ただ可能性が低いとは言っても、もしかしたらその背後にはこういった病気が潜んでいるかもしれません。そのことだけはしっかりと頭に入れておく必要があるでしょう。
生活習慣の乱れ
例えば食事です。熱いものや辛いものを食べ過ぎたりすると「味覚性多汗症」になりますし、コーヒーなどの飲み過ぎ、タバコの吸い過ぎはニコチンやカフェインなどの影響で発汗につながってきます。

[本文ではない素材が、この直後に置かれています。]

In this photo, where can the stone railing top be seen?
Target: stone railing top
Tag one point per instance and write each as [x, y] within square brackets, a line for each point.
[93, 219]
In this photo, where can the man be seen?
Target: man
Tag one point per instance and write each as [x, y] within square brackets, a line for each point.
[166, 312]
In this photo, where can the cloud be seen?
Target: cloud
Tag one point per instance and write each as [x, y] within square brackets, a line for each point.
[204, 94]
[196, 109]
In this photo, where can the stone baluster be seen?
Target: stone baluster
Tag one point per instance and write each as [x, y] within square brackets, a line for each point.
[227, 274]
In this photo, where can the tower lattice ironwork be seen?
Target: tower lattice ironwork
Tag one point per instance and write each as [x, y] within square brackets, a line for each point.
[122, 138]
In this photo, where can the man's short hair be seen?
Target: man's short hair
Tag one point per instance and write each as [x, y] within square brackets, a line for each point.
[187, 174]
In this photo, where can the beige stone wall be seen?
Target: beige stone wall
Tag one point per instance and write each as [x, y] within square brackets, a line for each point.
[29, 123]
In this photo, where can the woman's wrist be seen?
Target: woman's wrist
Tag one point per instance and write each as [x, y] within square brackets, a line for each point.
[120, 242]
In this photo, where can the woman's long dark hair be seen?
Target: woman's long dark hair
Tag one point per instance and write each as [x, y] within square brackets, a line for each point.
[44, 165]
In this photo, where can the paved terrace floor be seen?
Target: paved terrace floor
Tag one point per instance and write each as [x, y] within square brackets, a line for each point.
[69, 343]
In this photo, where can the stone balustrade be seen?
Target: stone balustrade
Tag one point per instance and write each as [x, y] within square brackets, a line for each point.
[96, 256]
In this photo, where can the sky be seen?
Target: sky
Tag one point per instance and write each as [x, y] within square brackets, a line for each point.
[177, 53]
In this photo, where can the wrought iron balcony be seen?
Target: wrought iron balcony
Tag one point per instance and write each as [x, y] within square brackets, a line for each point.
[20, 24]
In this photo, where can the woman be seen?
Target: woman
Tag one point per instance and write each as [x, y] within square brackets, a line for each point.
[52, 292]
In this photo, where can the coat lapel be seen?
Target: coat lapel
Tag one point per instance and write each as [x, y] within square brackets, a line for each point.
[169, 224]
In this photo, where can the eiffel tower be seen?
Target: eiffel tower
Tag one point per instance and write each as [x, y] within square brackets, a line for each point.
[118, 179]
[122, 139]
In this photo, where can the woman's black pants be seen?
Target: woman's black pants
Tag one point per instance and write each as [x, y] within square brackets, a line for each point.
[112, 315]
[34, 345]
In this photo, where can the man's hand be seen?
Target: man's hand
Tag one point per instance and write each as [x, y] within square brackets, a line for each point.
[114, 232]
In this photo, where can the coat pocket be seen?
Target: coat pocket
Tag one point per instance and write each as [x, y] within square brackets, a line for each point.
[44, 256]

多汗症の場合、発汗の原因は精神的興奮や感情的刺激によって自律神経が乱れることが原因なのです。自律神経の働きの乱れは、不規則な生活やストレスによって起こります。
まずは自分の生活スタイルを見直して不規則な生活やストレスがかかりすぎていなかったかを振り返ってみましょう。
それでも改善されない場合は一度病院へ相談してみましょう。
多汗症と汗っかきの違いは?
汗っかきとは、気温が高いときや運動をしたときに、体温を下げるために人よりも汗がたくさん出る体質のこと。それに対して多汗症は、交感神経が敏感に働き過ぎて、体温調節をする必要がないときでも異常に汗をかいてしまう病気です。
このような違いがあるのですが、なかなか区別がしづらいですよね。そこで、多汗症の中でもっとも多い「局所性多汗症」のセルフチェック方法をご紹介します。
局所性多汗症かどうかの判断基準は2つあります。
1つは、原因不明の過剰な汗が出る状態が半年以上続いていること。全身から大量の汗が出るのには「糖尿病」や「甲状腺亢進症」「結核」「自律神経失調症」「更年期障害」などの病気が原因となっていることもありますが、このような場合は局所性多汗症とは言いません。
もう1つの判断基準として、次の項目をチェックしてください。
(1) 日常生活に支障をきたすくらい大量の汗が出る。
(2) 両手のひら、両足の裏、両ワキの下というように、左右対称に多汗の症状がある。
(3) 多汗の症状が週に1回以上ある。
(4) 寝ているときには気になるほどの汗をかかない。
(5) 人より多く汗を多くかくことに、25歳以下の段階で気づいた。
(6) 家族や親戚に多汗症の人がいる。
2項目以上当てはまる場合は、局所性多汗症の可能性が高いと考えられます。